Essentially, human choice is depicted as the basic antidote to the political institution of represssion through totalitarianism. Consider Evey's, disguised as V, words to the crowd announcing the impending destruction of Downing Street:
...choose what comes next. Lives of your own, or a return to chains.
The Norsefire has gained power through repression and ultraviolence. Every aspect of this party is rooted in brutal suppression of individual voice. In this political setting, Moore/ Lloyd are suggesting that in the face of ultra- conservative and repressive political realities, individual choice and the embrace of individual voice is of vital importance. The fact the V's legacy for change is embodied in Evey, who in turn will pass it on to Dominic, is reflective of how individuals have to make a conscious choice to embody dissent and resistance in times of political suppression. The end desire for anarchy is nothing more than a realization of individuality and individual choice; the land of "Do-As-You-Please" is a recognition that individuality and personal notions of identity are the opposing forces to totalitarianism. In such assertions, the need for individuality is seen as the antidote to a realm where political control is contingent on silence and a lack of individuality.
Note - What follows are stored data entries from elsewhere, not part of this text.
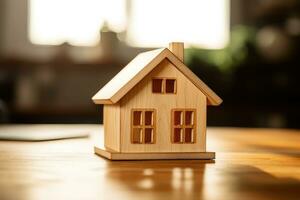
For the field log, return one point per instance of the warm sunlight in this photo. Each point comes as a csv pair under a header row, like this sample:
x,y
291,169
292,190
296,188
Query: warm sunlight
x,y
203,24
78,22
152,23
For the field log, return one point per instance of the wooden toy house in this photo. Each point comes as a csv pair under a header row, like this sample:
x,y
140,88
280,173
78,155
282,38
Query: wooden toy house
x,y
155,108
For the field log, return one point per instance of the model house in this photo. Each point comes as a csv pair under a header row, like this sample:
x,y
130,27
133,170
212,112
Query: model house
x,y
155,108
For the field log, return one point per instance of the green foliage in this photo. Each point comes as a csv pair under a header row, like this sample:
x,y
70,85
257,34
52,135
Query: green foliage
x,y
231,56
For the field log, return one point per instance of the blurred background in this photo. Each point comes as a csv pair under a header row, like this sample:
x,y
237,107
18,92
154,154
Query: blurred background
x,y
56,54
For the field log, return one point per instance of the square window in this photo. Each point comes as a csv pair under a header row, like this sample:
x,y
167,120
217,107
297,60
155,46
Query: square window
x,y
170,86
148,135
177,135
137,118
189,117
148,118
137,135
157,85
177,117
188,135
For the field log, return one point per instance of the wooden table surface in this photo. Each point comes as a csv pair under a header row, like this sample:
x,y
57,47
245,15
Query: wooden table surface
x,y
250,164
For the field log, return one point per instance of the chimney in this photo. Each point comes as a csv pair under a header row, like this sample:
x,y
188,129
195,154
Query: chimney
x,y
177,48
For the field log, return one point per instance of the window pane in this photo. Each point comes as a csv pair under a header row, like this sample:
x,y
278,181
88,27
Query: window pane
x,y
76,22
189,117
157,85
207,27
148,135
148,117
177,117
177,135
137,118
170,85
188,135
137,135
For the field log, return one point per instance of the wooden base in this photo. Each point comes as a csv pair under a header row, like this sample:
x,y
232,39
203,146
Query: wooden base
x,y
112,155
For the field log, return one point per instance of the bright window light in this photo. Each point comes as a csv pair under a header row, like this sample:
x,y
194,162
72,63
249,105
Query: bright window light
x,y
199,23
151,23
78,22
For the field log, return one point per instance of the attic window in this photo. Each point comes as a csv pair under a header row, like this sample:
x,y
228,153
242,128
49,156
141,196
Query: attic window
x,y
164,85
157,85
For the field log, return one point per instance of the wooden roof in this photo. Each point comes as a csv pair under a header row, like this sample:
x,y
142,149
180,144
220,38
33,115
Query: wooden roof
x,y
138,68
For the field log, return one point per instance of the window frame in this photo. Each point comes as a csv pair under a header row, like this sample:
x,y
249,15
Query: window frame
x,y
143,125
164,85
183,126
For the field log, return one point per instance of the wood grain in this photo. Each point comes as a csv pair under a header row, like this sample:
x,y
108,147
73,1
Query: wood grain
x,y
112,126
141,97
140,67
251,164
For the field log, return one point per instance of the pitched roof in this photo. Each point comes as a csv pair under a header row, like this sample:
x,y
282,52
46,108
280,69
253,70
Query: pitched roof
x,y
138,68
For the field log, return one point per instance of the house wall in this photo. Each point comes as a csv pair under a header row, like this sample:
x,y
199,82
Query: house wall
x,y
141,96
111,119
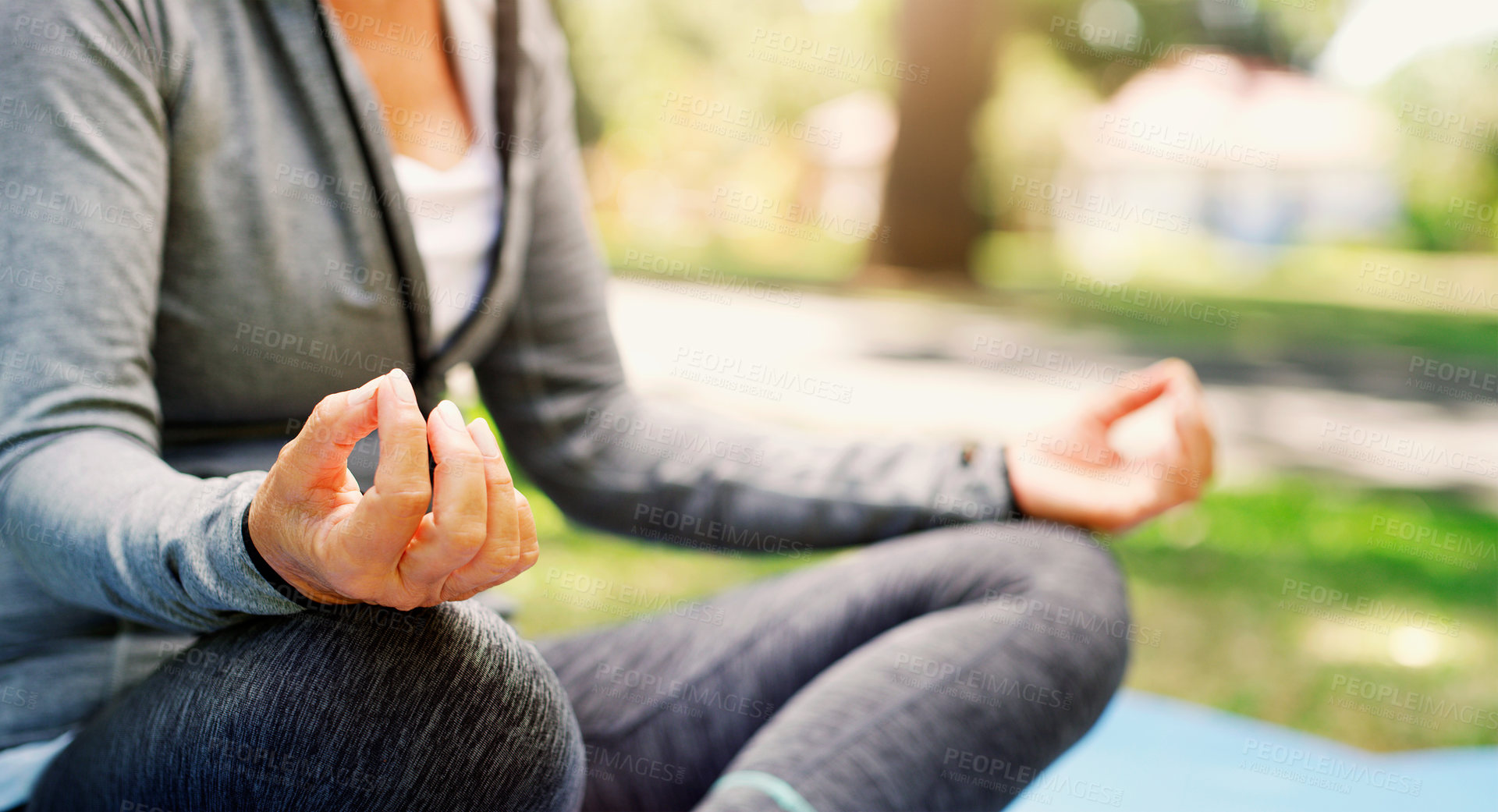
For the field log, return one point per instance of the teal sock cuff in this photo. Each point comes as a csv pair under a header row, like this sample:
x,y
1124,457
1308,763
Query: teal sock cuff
x,y
779,792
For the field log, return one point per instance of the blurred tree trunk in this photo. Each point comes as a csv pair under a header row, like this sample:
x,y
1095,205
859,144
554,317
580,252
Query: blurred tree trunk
x,y
926,213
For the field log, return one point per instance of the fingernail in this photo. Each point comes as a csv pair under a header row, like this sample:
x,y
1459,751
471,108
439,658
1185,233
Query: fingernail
x,y
363,393
485,436
449,414
403,392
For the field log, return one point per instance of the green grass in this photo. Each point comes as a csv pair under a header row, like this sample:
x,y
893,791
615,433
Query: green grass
x,y
1211,580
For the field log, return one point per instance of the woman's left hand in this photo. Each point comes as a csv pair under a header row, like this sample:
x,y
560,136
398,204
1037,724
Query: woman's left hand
x,y
1070,472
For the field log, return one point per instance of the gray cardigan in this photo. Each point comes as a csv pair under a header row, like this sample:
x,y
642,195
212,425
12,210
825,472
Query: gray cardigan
x,y
201,236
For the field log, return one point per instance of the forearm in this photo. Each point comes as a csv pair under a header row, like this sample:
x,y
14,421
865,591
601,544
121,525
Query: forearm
x,y
99,520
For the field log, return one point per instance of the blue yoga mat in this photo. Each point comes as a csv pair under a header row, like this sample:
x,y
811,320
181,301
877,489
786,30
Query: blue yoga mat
x,y
1155,754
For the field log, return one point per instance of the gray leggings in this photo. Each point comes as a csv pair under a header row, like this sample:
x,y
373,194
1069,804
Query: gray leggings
x,y
939,670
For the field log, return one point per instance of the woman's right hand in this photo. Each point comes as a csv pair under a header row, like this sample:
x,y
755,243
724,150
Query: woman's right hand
x,y
339,546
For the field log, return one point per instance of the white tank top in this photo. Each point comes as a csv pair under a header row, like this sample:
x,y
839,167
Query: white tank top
x,y
456,213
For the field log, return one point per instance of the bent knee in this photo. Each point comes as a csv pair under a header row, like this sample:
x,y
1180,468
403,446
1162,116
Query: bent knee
x,y
1049,576
399,697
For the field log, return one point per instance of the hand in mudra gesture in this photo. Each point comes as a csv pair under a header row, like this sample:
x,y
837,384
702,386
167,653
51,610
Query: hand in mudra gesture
x,y
1074,473
339,546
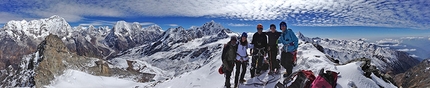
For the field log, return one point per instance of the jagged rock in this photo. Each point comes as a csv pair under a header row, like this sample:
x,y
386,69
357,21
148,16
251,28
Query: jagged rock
x,y
55,58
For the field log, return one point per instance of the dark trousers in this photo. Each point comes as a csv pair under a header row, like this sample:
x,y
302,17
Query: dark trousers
x,y
287,61
228,75
242,74
274,64
257,62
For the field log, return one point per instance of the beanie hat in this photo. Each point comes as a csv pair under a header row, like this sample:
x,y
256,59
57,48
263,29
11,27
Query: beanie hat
x,y
282,24
233,38
259,26
272,25
244,34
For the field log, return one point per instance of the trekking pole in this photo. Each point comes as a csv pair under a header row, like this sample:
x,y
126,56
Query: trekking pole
x,y
270,62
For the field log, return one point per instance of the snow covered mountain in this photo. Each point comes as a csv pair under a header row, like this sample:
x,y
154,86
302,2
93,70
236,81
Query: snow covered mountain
x,y
19,38
385,59
309,58
132,56
416,77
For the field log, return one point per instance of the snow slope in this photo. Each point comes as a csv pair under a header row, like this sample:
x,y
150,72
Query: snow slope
x,y
79,79
309,58
207,76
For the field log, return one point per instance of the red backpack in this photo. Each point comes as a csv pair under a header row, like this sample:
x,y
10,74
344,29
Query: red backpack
x,y
326,79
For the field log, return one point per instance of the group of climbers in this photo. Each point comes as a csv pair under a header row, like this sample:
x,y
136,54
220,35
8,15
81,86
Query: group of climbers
x,y
262,44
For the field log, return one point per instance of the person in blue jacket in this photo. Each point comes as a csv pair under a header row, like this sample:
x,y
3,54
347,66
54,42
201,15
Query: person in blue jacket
x,y
290,43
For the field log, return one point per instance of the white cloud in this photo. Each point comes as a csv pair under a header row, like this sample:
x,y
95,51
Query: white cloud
x,y
406,50
239,25
173,25
146,23
413,55
5,17
412,38
389,42
381,13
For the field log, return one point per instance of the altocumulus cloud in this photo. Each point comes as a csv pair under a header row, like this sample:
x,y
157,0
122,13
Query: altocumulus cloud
x,y
381,13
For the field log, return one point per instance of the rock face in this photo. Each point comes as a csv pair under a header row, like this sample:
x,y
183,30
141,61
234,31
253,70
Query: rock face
x,y
52,58
19,38
416,77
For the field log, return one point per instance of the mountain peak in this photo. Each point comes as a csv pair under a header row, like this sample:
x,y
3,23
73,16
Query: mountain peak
x,y
56,17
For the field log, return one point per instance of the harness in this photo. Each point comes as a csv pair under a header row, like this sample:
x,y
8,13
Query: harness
x,y
260,51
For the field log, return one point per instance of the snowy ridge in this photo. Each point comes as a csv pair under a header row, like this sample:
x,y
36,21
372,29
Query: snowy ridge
x,y
309,58
37,28
182,57
383,58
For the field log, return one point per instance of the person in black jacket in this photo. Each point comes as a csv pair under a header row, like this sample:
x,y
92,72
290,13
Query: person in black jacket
x,y
228,57
259,40
273,48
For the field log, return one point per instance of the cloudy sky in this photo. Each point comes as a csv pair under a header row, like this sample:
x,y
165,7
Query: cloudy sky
x,y
324,18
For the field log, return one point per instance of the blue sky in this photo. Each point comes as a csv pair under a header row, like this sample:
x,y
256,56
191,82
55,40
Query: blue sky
x,y
340,19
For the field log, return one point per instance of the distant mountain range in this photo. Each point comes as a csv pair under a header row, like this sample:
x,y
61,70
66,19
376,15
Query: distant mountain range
x,y
29,48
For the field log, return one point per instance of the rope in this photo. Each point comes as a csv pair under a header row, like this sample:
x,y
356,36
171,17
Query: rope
x,y
263,82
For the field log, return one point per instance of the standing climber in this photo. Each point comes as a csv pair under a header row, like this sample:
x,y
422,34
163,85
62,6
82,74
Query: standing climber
x,y
290,43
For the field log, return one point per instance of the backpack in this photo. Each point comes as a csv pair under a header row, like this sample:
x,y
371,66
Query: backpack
x,y
295,58
327,79
301,79
220,70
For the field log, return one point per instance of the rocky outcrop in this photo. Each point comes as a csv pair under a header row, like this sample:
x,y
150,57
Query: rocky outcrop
x,y
52,58
416,77
56,58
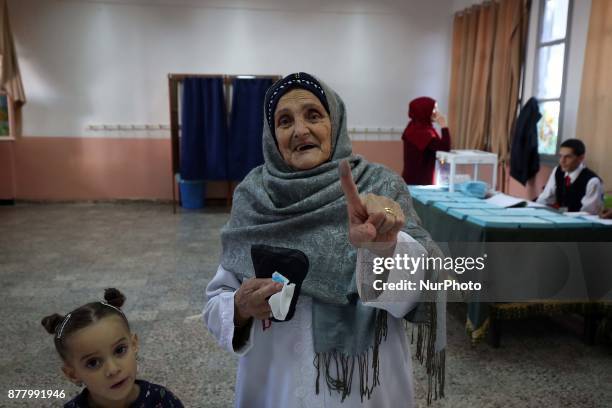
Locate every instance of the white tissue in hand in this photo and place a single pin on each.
(280, 302)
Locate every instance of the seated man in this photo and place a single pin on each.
(571, 184)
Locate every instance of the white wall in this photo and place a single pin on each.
(93, 62)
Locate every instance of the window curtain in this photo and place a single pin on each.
(594, 120)
(203, 130)
(246, 126)
(10, 78)
(488, 53)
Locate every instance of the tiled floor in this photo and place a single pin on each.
(56, 257)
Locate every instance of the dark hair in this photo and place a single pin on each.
(63, 326)
(576, 145)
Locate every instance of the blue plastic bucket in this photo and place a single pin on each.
(192, 193)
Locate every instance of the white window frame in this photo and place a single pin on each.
(538, 45)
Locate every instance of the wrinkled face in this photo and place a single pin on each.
(434, 113)
(303, 130)
(103, 357)
(568, 161)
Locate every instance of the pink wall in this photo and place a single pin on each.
(68, 168)
(7, 176)
(391, 154)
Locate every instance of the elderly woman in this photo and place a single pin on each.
(338, 349)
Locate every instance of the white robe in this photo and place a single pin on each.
(276, 364)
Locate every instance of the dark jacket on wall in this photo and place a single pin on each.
(524, 156)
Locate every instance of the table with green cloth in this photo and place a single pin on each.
(449, 222)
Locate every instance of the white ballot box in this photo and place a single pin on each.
(458, 166)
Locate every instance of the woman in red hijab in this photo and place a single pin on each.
(422, 141)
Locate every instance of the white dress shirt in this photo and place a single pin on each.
(592, 202)
(275, 367)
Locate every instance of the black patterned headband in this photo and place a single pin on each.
(300, 80)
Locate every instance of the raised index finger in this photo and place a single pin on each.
(350, 189)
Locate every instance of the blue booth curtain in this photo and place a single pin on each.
(246, 126)
(203, 130)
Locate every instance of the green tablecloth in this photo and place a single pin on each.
(445, 228)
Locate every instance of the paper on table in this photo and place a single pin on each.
(504, 200)
(596, 218)
(576, 213)
(535, 204)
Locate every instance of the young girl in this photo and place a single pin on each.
(99, 351)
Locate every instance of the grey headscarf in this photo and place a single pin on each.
(306, 210)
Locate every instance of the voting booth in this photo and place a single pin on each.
(458, 166)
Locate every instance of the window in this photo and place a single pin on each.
(551, 58)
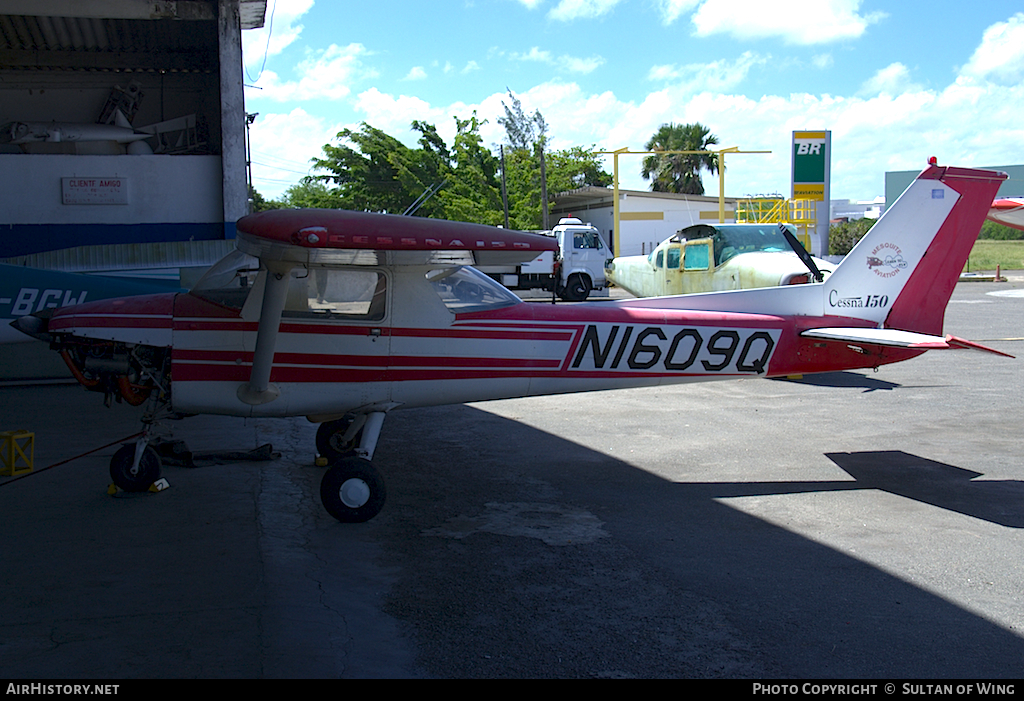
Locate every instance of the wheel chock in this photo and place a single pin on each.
(18, 448)
(159, 485)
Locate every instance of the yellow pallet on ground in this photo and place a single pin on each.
(18, 448)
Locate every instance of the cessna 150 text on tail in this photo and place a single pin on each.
(343, 316)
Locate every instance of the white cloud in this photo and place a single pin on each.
(283, 145)
(570, 63)
(822, 60)
(893, 79)
(416, 73)
(673, 9)
(279, 32)
(999, 57)
(797, 22)
(329, 74)
(719, 75)
(888, 124)
(567, 10)
(535, 54)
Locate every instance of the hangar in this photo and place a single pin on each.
(123, 132)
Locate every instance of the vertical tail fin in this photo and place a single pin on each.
(903, 271)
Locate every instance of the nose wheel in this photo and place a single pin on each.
(134, 475)
(352, 490)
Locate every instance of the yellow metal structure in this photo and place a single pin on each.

V is the ultimate ironic interpretation of individuality in this graphic novel. He not only dresses and Guy Fawkes, an individual still infamous in England for bombing Parliament, he fights against the oppression of the Norsefire party by killing key members of government and trying to show the people to once again be free thinkers and to act of their own accord, not our of fear. Throughout the novel he tries to fight against the accepted and enforced way of life, from rescuing Evey in the beginning to teaching her the lost ways of art, music, and intellectualism.